This script can download posts and comments from public Facebook pages. It requires Python 3.
INSTRUCTIONS
- This script is written for Python 3 and won't work with previous Python versions.
- The main function in this module is scrape_fb (see lines 107-109). It is the only function most users will need to run directly.
- You need to create your own Facebook app, which you can do here: https://developers.facebook.com/apps . Doesn't matter what you call it, you just need to pull the unique client ID (app ID) and app secret for your new app.
- Once you create your app, you can insert the client ID and secret AS STRINGS into the appropriate scrape_fb fields.
- This function accepts text FB user IDs ('barackobama'), numerical user IDs, and post IDs. You can load them into the ids field using a comma-delimited string or by creating a plain text file in the same folder as the script containing one or more names of the Facebook pages you want to scrape, one ID per line. For example, if you wanted to scrape Barack Obama's official FB page (http://facebook.com/barackobama/) using the text file method, your first line would simply be 'barackobama' without quotes. I suggest starting with only one ID to make sure it works.
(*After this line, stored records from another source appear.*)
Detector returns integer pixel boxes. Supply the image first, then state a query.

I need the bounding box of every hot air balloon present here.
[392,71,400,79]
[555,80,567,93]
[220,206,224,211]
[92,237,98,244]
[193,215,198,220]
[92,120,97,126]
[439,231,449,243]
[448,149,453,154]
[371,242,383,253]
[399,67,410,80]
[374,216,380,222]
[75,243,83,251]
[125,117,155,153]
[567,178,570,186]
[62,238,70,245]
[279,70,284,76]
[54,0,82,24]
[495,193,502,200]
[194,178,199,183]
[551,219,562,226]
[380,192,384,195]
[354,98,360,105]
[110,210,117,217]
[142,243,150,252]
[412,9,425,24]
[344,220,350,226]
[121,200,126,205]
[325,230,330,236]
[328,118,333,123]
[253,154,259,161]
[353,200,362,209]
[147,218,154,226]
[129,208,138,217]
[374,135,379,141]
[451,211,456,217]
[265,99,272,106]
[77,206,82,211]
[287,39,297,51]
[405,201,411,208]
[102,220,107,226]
You'll only be able to collect data from public pages.
- The only required fields for the scrape_fb function are client_id, client_secret, and ids. I recommend not changing the other defaults (except for maybe outfile) unless you know what you're doing.
- If you did everything correctly, the command line should show you some informative status messages. Eventually it will save a CSV full of data to the same folder where this script was run. If something went wrong, you'll see an error.
Sample code:
from fb_scrape_public import scrape_fb
obama_posts = scrape_fb("client_id","client_secret","barackobama")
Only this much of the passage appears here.